Where do decomposers fit on a pyramid of biomass?

They don't sit on the numbered pyramid at all. Decomposers — bacteria and fungi — feed on dead organic matter and waste from EVERY level: dead producers, dead consumers, faeces, urine. Examiners sometimes draw them beside the pyramid with arrows pointing in from each level. Their job is to break dead material down by secreting enzymes onto it; small soluble molecules diffuse into the decomposer. As they respire they release CO₂ back to the atmosphere, and they return mineral ions like nitrates and phosphates to the soil — so producers can carry on growing.

Why are food chains so short in nature?

Because biomass shrinks so fast.

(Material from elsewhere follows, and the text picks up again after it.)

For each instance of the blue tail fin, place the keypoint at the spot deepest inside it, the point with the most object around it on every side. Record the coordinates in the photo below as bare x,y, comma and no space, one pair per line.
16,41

With ~10% transfer per level, 10 000 kg of producer biomass becomes 1 000 kg of primary consumer biomass, then 100 kg of secondary, then 10 kg of tertiary. At a hypothetical level 5 there would be just 1 kg — not enough to sustain a population of large carnivores. So food chains very rarely exceed four trophic levels in the wild. When they do, the top animals tend to be small or rare and to roam over huge home ranges to gather enough food.